Comment de pareilles œuvres sont-elles négligées par notre démocratie, comment n’ont-elles pas leur place dans notre vie publique, comment ne sont-elles pas associées à nos grandes cérémonies ? — c’est ce qu’on se demanderait avec stupéfaction, si l’on n’était habitué, depuis un siècle, à l’indifférence de l’État à l’égard de l’art. Que n’aurait pu faire Berlioz, si les moyens lui en avaient été offerts, ou si une telle force avait trouvé son emploi dans les fêtes de la Révolution !

Il faut ajouter, malheureusement, qu’ici encore, son caractère fut l’ennemi de son génie, et que, de même que cet initiateur de la libre musique semble, dans la seconde moitié de sa vie, avoir peur de lui-même, reculer devant les conséquences de ses principes, retourner au classique, — de même ce révolutionnaire tombe dans le dénigrement maussade du peuple et des révolutions, du « choléra républicain », de « la sale et stupide république », « république de crocheteurs et de chiffonniers », » infâme racaille humaine, plus stupide et plus féroce cent fois, dans ses soubresauts et ses grimaces révolutionnaires, que les babouins et les orangs-outangs de Bornéo[1] ! » L’ingrat ! Il devait à ces révolutions, à ces démocraties orageuses, à ces tourmentes humaines, le meilleur de son génie, et il les reniait ! Il était le musicien des temps nouveaux, et il revenait au passé !

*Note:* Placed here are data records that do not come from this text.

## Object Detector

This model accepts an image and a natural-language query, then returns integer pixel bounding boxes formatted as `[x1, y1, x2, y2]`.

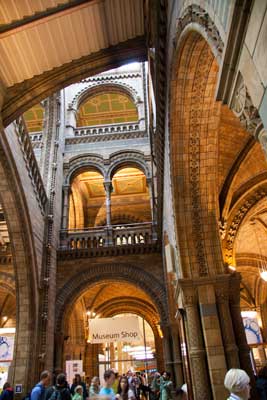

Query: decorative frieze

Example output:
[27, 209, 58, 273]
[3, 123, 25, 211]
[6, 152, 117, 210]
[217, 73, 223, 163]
[231, 73, 263, 135]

  1. Mémoires, I, 43. — Berlioz n’a cessé d’invectiver contre la Révolution de 1848, qu’il aurait pu si bien comprendre. Au lieu de tirer parti, comme Wagner, de la surexcitation de cette époque, pour écrire des œuvres passionnées, il travaille à l’Enfance du Christ. Il affecte l’indifférence absolue ; et il était si peu fait pour l’indifférence ! — Il applaudit au coup d’État, et méprise les idéologues.